Tillie Walden dépeint des personnages attachants, que l’on aime suivre tout au long de cette aventures. Chacun a ses qualités et ses défauts. Mia, notre héroïne, peut-être parfois insolente, têtue et irréfléchie, pourtant elle est aussi très sociable, généreuse, elle accepte les autres, malgré leurs différences. J’ai également apprécié le personnage d’Alma, qui sous ses airs bourrus et autoritaire cache une profonde affection sincère pour ses coéquipiers. J’ai aussi été charmée par le/a mystérieux.se Eliott. Iel est non-binaire, c’est-à-dire qu’iel ne se définit ni comme une fille, ni comme un garçon. Ce personnage n’est cependant pas défini uniquement par cette identité de genre, c’est aussi un protagoniste au passé mystérieux et douloureux que l’on apprend à découvrir au fil du récit.

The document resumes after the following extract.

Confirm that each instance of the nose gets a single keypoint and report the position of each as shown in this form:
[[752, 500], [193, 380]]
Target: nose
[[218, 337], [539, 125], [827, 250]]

Dans un rayon de soleil / Tillie Walden


C’est encore un autre point qui me fait adorer cette bande-dessiné, Tillie Walden parvient à intégrer à son odyssée spatiale déjà riche le passé des personnages principaux, sans que cela nuise au rythme du récit. Cela nous permet donc d’avoir une histoire palpitante, sans pour autant avoir des protagonistes au caractère superficiel.

Dans un rayon de soleil / Tillie Walden

L’histoire d’amour entre Mia et Grace m’a également beaucoup touchée, j’ai trouvé cette petite romance très douce, avec en même temps un côté assez dramatique puisque les deux jeunes filles se retrouvent séparées. Je trouve également que l’auteure traite cette relation avec réalisme, sans en faire quelque chose de trop omniprésent ou de trop niais. En effet, la fin de cette histoire n’est pas malheureuse mais ce n’est pas non plus le happy end classique des comédies romantiques qui peuvent parfois paraître trop parfaites et irréalistes à mon cœur dur de lectrice aigrie.

Dans un rayon de soleil / Tillie Walden


Mais le gros point fort de cette BD est les dessins. Nous en avons pour notre argent, l’œuvre de Tillie Walden est énorme, et toutes les planches sont en couleur, ce qui nous offre des cases magnifiques sur chaque page ! L’auteure sait magnifiquement bien jouer avec les couleurs. En effet, lorsque Mia se remémore ses souvenirs de pensionnat, les couleurs sont dans des tons plutôt froids, bleus, noirs et violets foncés, alors que lorsque nous suivons le déroulement actuel des évènements, les couleurs sont plutôt chaudes, dans les tons rouges orangés. Tillie Walden met également beaucoup de détails et soigne les expressions de ses protagonistes.

Dans un rayon de soleil / Tillie Walden


C’est donc une bande-dessiné que je recommande à cent pour cent pour tous les amoureux de science-fiction, d’histoires d’amour, de quête et d’aventures !

Dans un rayon de soleil de Tillie Walden publié chez Gallimard.